= Correio Popular =

Daily newspaper in Campinas, São Paulo, Brazil

Correio Popular is the largest daily newspaper in the city of Campinas, state of São Paulo, Brazil. It was founded on September 4, 1927, by Álvaro Ribeiro. The founder proposed a motto for the newspaper, which reads: "We will be diligent inspectors of public administration as well as obstinate caretakers of collective rights."
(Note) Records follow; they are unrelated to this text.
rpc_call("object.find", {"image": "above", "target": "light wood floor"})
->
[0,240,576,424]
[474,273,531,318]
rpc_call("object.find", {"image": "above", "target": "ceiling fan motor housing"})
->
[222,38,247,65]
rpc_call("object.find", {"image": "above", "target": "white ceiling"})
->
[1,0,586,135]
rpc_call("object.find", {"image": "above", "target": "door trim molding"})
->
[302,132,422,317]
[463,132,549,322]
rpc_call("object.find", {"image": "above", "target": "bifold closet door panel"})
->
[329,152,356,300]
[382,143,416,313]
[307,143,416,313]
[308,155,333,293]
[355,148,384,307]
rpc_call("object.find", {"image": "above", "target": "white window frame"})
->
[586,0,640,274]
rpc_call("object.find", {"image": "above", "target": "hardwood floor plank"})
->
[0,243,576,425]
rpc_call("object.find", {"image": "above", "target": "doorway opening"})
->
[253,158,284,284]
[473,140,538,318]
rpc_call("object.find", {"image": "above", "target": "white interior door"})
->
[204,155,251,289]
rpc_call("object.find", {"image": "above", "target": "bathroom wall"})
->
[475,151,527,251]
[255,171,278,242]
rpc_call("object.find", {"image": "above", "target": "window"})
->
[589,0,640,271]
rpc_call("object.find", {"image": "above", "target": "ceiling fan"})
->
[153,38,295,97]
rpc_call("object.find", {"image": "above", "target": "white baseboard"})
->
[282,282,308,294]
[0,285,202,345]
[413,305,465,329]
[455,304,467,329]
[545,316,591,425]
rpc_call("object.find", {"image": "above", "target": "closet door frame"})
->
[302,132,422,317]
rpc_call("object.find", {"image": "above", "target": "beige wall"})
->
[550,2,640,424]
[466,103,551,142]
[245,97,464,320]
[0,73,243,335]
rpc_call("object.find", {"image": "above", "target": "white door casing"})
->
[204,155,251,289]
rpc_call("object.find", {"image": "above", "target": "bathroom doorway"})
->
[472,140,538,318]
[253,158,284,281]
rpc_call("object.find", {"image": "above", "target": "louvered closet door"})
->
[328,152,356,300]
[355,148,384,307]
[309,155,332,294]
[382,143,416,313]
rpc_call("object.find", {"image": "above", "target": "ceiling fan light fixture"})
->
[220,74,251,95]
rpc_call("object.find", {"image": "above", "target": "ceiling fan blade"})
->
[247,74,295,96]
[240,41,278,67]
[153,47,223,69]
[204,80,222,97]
Currently it has an audited circulation of 48,000 (66,000 on Sundays) and a market share of 76% of all newspaper readership in Campinas (which is the third city in the Brazilian ranking of absolute number of newspaper readers) . It is one of the most modern newspapers in the country and the largest Brazilian newspaper published outside capital cities. The publication is distributed to 45 cities in the region of Campinas. Currently it has special weekly supplements on travel and automobiles, and another one for children. On Sundays the paper has supplements for jobs and home and construction.

Correio Popular is owned and managed by a larger communications holding company, Rede Anhangüera de Comunicação (RAC), which operates a news agency (AAN), a printing facility (Grafcorp), a polls company (Datacorp) and owns also several other newspapers in Campinas, Piracicaba and Ribeirão Preto, such as Diário do Povo (the second largest newspaper in Campinas, with a 20% market share), Gazeta do Cambuí, Gazeta de Piracicaba, Gazeta de Ribeirão and the Metrópole magazine, which circulates on Sundays with Correio Popular.

Correio Popular, as the other RAC's newspapers are available on-line though a Web portal called Cosmo.